Parents therefore, have every right to question where these dropouts have to be accommodated. For instance during last 15 years, the children had been a part of the school and its growth and the moment he was found unsatisfactory- he is out of the school. It is not justified. Will the square blame thrust upon the parents alone? Will not the school authority comment something on this? My opinion however could have hurt the pride of some teachers and school authorities that execute the right job and hold moral responsibility in their functions.

The idle men workshop is an apt name of the Government schools in Manipur. Here teachers pass away their time in gossip, knitting and playing ludos. In spite of the fact that teachers are regularly appointed on contract basis or in various mode of selection by the Government. On the other hand the most vulnerable part we experience is the mushrooming of private English schools in every Leikeis. Hardly anyone question the background of the one who initiate such schemes. For them it is a booming business. Teachers needs certain skills possessing either an advance training or class teaching certificate. They are supposed to engage themselves in the ongoing teachers training, which would enrich teaching skill. This however nobody evaluate so far.

Yes - the world is changing in a galloping speed in all spheres. Education is of no exception. The children of today are smarter compared to those children twenty years before. The present statistics in the Employment exchange of the Government of Manipur has revealed around 6 lakhs unemployed youths registered their names. Undoubtedly this will be shot up ten folds in the next decade. The corruption rate will be increasing alarmingly and Government job would belong to those wealthy and famed ones.

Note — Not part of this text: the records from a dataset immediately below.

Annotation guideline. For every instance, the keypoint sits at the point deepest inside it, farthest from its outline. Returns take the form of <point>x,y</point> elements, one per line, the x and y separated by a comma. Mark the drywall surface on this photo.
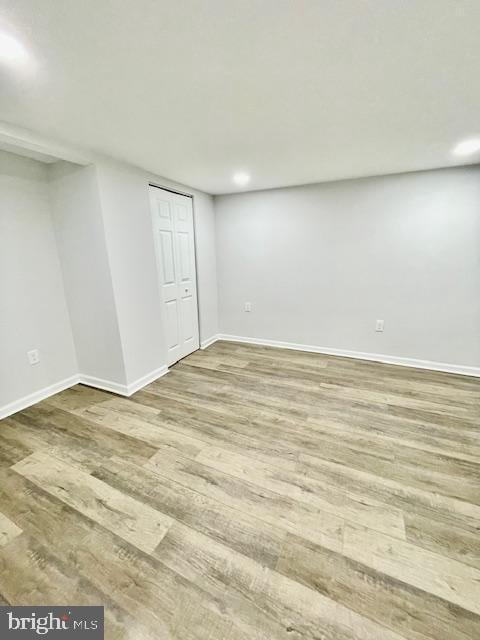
<point>127,219</point>
<point>88,284</point>
<point>321,263</point>
<point>33,311</point>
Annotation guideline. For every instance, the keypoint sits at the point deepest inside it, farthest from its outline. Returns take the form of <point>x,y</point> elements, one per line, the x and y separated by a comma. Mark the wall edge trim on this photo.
<point>414,363</point>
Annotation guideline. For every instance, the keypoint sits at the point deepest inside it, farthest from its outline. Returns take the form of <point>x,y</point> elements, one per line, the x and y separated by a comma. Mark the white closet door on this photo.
<point>174,240</point>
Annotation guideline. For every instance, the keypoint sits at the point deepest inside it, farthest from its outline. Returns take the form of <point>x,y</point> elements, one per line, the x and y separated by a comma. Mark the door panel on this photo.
<point>168,260</point>
<point>174,233</point>
<point>171,307</point>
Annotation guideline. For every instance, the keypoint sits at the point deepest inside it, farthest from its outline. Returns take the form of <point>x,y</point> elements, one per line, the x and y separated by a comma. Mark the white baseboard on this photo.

This is exactly what we have stored today for the future generation. Parents of today may also wake-up to the reality that the Government alone will not be able to accommodate all the future youths in its job schemes. The hours call for Manipur to be transformed into a major commercial sector unleashing the best effort altogether. Subject expert and intelligentsias in this area may highlight through medias and public platform as to how we can reap the best benefit in the border trade taking maximum’ advantage for we inhibit in the border State.

Organizations working on humanitarian causes may boost up moral to the industrialist and help them install more industrial units. The fear psychosis, which has already developed in their mind due to prevailing, law and order, needs to be reassured. We also shouldn’t deny the fact that there had been an exodus of wealthy class Manipuris from the State. Many experts who could throw light on industrialization have left the State in search of greener pastures in other States for they have no vision in Manipur. This is the loss of everyone.

When Manipur become a state with self - sufficient and economically non-dependable than only we will have a ‘say’ in the India context and the rest of the country will underscore Manipur for its significance. This way we may be able to help hundred of thousands future generation finds their route into a new world. The high aspiration and great dream of this younger generation should be meaningful. The brilliant Japanese and Sweden youth ranks amongst the highest countries in the world in the suicide rate surpassing USA. The youths fell in the jaws of suicide mainly due to the depression and frustration for they become what they never determined and destiny took them another turn.

Our Manipuris youth should study till they become top. But one shouldn’t unnecessarily give a false hope to our young ones. As we all know that Manipur is already a State with a lot of brilliant and educated people and neither Government nor any private industries can accommodate them so far. Unless we geminate our own resources where we can absorb the educated people than the future of Manipur is pessimistically blurred and could be another Sweden or Japan in term of suicidal aspects.